In my graduate undergrad & grad stat classes I learned the probability of getting heads or tails is 50/50.

But I have something to toss out into the ring for comment....

According to my limited research, the 50/50 probability appears to be a mean probability, and that the actual probability is relevant upon previous coin flips in order to obtain an mean 50/50 probability.

For example, if out of 10,000 coin flips, I get 9000 heads, then for the next 10,000 flips, the distribution of heads vs. tails would not be 50/50, but would be weighed in favor of more tails in order to get back to the 50/50 mean.

I call such a change in normal tendency as "probability pressure" (PP)on the "probability wave" (PW).

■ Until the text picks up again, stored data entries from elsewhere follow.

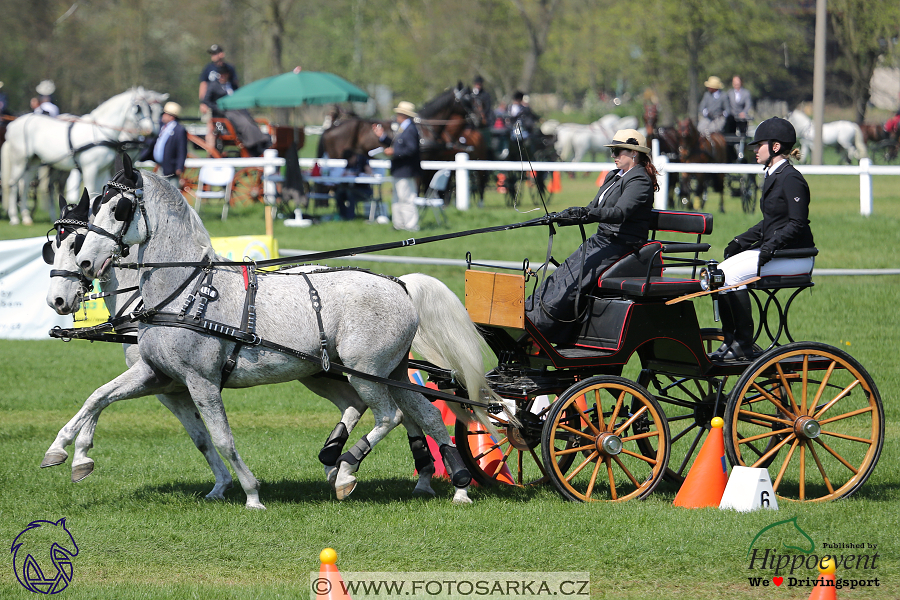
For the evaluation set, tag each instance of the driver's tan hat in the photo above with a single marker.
(172, 108)
(406, 108)
(714, 82)
(631, 139)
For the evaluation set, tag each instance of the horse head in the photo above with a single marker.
(67, 284)
(114, 213)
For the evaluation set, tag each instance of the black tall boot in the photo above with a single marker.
(727, 321)
(742, 313)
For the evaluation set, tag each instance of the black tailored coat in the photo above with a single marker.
(624, 215)
(406, 161)
(785, 208)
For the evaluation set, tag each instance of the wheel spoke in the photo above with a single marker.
(772, 399)
(764, 417)
(768, 434)
(843, 394)
(822, 387)
(584, 463)
(784, 465)
(812, 450)
(646, 459)
(631, 420)
(836, 455)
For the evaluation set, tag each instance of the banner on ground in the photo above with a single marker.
(24, 278)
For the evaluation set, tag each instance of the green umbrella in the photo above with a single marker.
(294, 89)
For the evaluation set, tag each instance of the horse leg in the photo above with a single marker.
(345, 398)
(139, 380)
(416, 407)
(387, 416)
(208, 400)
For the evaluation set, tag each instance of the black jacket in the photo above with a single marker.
(624, 215)
(785, 208)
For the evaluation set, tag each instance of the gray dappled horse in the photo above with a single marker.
(65, 294)
(357, 310)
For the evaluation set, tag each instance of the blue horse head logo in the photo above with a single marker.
(37, 541)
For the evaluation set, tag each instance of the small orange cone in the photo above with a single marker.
(825, 585)
(330, 585)
(555, 186)
(483, 443)
(705, 484)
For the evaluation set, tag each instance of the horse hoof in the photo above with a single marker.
(54, 457)
(81, 471)
(343, 491)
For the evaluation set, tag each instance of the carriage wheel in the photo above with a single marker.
(609, 464)
(811, 412)
(513, 459)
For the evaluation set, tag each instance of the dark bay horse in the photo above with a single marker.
(696, 148)
(669, 141)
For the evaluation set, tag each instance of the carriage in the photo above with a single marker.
(806, 410)
(605, 417)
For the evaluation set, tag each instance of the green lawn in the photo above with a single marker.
(145, 531)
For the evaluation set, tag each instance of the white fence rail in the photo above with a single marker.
(462, 165)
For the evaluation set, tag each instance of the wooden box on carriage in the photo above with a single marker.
(496, 298)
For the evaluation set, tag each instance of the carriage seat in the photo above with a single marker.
(778, 282)
(641, 272)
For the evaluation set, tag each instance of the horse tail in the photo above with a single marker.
(860, 142)
(448, 338)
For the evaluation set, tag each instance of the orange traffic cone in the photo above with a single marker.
(825, 585)
(705, 484)
(330, 585)
(555, 186)
(484, 444)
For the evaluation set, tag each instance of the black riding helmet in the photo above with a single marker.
(774, 130)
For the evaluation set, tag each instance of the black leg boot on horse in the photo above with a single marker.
(741, 310)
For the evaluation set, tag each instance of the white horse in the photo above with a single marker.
(369, 323)
(575, 141)
(87, 144)
(844, 135)
(65, 294)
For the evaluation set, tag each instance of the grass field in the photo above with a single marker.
(145, 531)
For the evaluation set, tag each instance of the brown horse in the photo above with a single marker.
(448, 125)
(669, 141)
(696, 148)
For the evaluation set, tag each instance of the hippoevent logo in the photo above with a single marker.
(42, 556)
(784, 554)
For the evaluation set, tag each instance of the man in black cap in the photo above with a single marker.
(211, 73)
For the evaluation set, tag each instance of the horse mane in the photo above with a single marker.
(185, 216)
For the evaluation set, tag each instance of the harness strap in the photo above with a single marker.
(317, 307)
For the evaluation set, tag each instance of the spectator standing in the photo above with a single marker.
(740, 106)
(46, 106)
(713, 107)
(211, 72)
(406, 166)
(169, 149)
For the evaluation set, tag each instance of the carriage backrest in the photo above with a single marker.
(680, 222)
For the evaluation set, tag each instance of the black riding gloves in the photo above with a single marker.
(731, 249)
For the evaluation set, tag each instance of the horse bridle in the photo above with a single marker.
(49, 254)
(125, 208)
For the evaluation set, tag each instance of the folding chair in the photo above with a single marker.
(214, 176)
(433, 199)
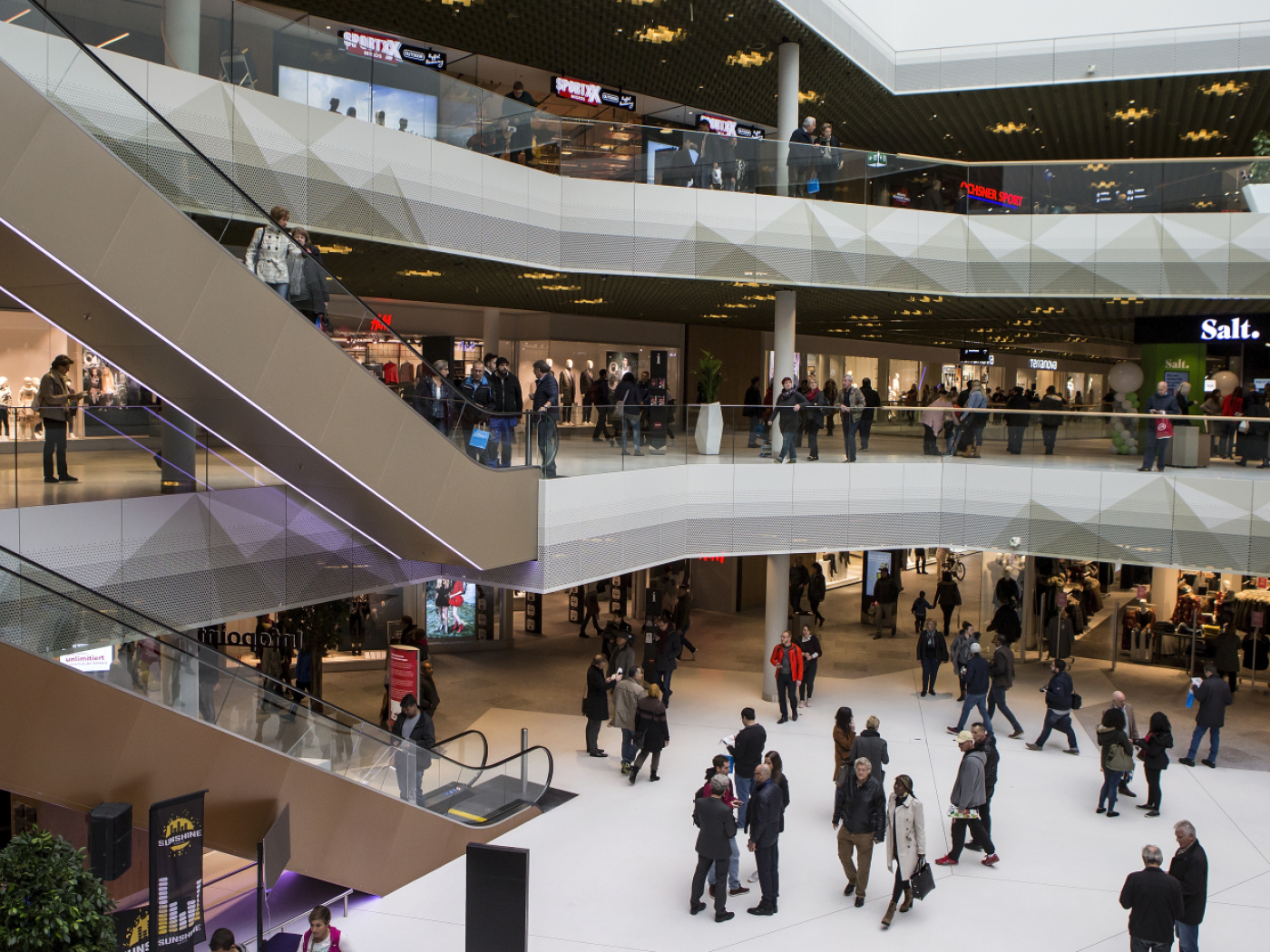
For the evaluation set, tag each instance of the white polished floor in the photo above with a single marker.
(610, 869)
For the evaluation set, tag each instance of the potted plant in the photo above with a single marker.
(708, 429)
(48, 901)
(1256, 192)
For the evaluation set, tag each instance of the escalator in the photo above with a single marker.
(95, 238)
(158, 714)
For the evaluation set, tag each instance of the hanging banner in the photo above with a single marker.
(403, 675)
(132, 929)
(177, 872)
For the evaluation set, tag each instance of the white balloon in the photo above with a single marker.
(1124, 376)
(1226, 381)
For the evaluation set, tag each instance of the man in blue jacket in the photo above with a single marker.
(1058, 707)
(977, 675)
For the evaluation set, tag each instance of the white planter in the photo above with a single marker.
(1257, 199)
(708, 431)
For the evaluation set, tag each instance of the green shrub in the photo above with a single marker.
(48, 901)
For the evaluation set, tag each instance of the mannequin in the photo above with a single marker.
(568, 387)
(25, 415)
(5, 399)
(584, 383)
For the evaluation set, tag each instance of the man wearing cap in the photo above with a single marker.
(54, 402)
(412, 726)
(969, 795)
(977, 675)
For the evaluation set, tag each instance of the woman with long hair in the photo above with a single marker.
(1155, 758)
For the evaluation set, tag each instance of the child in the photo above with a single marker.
(920, 607)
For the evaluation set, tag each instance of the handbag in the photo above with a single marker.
(1119, 761)
(923, 879)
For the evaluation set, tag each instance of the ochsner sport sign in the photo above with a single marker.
(371, 46)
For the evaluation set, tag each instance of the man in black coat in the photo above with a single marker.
(1213, 695)
(764, 819)
(747, 753)
(1190, 869)
(1155, 901)
(413, 725)
(860, 818)
(714, 846)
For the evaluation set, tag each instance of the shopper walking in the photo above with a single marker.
(1153, 753)
(844, 739)
(594, 707)
(715, 840)
(269, 253)
(1002, 679)
(1115, 755)
(1190, 869)
(653, 732)
(629, 691)
(789, 405)
(860, 819)
(872, 746)
(816, 590)
(810, 647)
(959, 653)
(933, 650)
(851, 403)
(905, 843)
(1213, 697)
(948, 597)
(787, 660)
(1155, 903)
(885, 602)
(969, 793)
(56, 403)
(764, 818)
(747, 754)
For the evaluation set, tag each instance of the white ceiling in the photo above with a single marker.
(926, 24)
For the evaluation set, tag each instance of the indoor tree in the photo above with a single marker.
(48, 901)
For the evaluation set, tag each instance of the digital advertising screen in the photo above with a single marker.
(451, 608)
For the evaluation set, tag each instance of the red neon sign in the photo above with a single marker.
(990, 194)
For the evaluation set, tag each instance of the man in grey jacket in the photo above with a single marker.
(714, 846)
(969, 793)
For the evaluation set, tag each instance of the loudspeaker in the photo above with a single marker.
(110, 840)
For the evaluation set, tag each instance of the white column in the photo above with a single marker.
(786, 111)
(181, 27)
(777, 617)
(491, 321)
(783, 353)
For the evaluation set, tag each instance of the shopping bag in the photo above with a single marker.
(923, 879)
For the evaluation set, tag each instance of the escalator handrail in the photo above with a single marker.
(366, 726)
(456, 393)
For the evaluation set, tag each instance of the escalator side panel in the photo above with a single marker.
(112, 745)
(173, 308)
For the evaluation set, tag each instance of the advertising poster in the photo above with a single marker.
(403, 675)
(132, 929)
(177, 872)
(451, 606)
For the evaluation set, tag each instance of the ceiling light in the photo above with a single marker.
(747, 59)
(1221, 89)
(659, 34)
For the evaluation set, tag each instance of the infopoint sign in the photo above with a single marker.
(993, 196)
(591, 92)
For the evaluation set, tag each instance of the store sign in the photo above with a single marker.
(977, 355)
(993, 196)
(91, 662)
(177, 873)
(591, 92)
(730, 127)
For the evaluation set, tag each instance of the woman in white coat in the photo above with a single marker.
(905, 843)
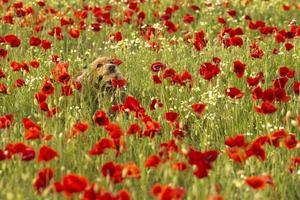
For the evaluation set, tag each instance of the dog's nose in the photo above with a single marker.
(111, 68)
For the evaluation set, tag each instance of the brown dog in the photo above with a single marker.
(99, 75)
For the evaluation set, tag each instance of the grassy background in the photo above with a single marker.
(223, 117)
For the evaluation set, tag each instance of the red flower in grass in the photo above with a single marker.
(34, 64)
(203, 161)
(188, 18)
(43, 179)
(134, 129)
(152, 161)
(19, 83)
(73, 183)
(132, 104)
(46, 154)
(114, 130)
(209, 71)
(26, 152)
(100, 118)
(286, 72)
(35, 41)
(239, 68)
(6, 121)
(2, 74)
(158, 66)
(294, 163)
(33, 133)
(198, 108)
(236, 141)
(40, 97)
(118, 83)
(46, 44)
(156, 79)
(3, 89)
(171, 117)
(100, 147)
(114, 171)
(265, 108)
(3, 53)
(48, 88)
(296, 87)
(74, 33)
(80, 127)
(66, 90)
(288, 46)
(291, 141)
(200, 42)
(234, 93)
(168, 192)
(12, 40)
(259, 182)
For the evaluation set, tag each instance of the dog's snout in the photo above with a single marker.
(112, 68)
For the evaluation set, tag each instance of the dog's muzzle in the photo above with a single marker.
(111, 69)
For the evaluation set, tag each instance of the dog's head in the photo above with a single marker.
(104, 69)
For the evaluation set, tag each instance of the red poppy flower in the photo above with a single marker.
(266, 108)
(73, 183)
(171, 116)
(12, 40)
(156, 79)
(40, 97)
(239, 68)
(295, 161)
(209, 71)
(259, 182)
(152, 161)
(291, 141)
(286, 72)
(100, 147)
(100, 118)
(155, 103)
(118, 83)
(6, 121)
(66, 90)
(296, 87)
(43, 179)
(200, 41)
(288, 46)
(47, 88)
(3, 53)
(158, 66)
(134, 129)
(46, 154)
(34, 64)
(188, 18)
(46, 44)
(234, 93)
(236, 141)
(33, 133)
(3, 89)
(74, 33)
(35, 41)
(198, 108)
(117, 36)
(114, 130)
(19, 83)
(2, 74)
(80, 127)
(64, 77)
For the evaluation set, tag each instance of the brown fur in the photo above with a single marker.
(98, 75)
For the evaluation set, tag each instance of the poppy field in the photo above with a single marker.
(212, 106)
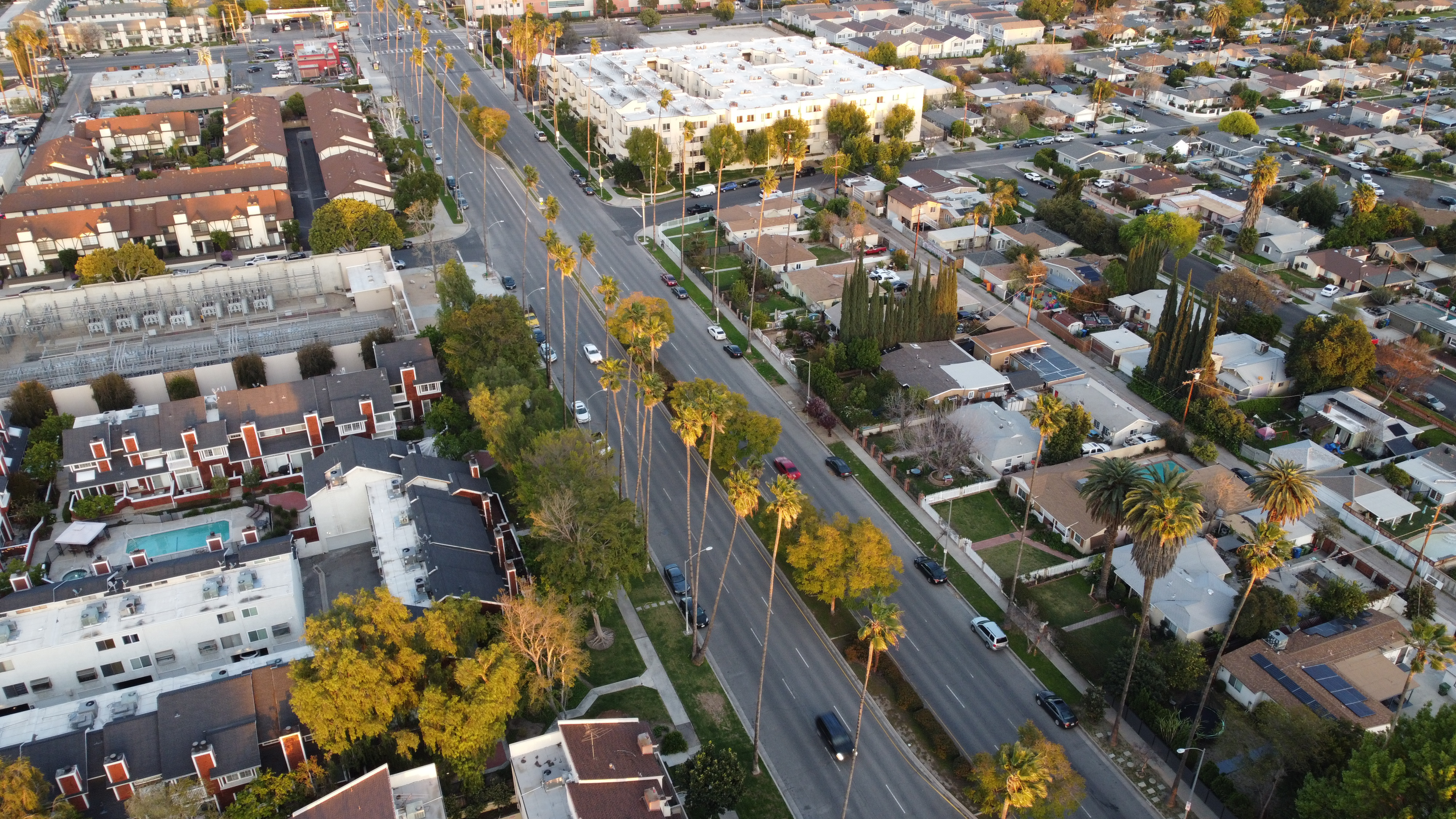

I realize the term probability wave is already established in reference to light, but it seems to apply here.

If one graphs the results of 10,000 coin tosses (or 100,000 as I have), giving heads a value of +1 and tails a value -1, one can easily visualize the PW and should be able to recognize the strength of the PP, either positive or negative, seems to increase the greater the distance from the mean “score” of 0 the wave extends.

Considering the range from the crest of one wave to the next, and the distance between the crests, one may theorize that at the peak of each wave the odds are not truly 50/50, but are skewed.

One may also see that there appears to be a limiting factor on the actual height, or frequency, of the wave, as the possible range for 10,000 tosses could theoretically be a score of 10,000 (100%) either positive or negative, but I have not observed a variance of more than about 3%.

A question I have yet to solve is developing a formula to determine the true probability of a coin toss when relevancy is considered. It appears that the higher, or lower, the score from the mean probability, the greater the skew from 50/50, perhaps on some type of ratio.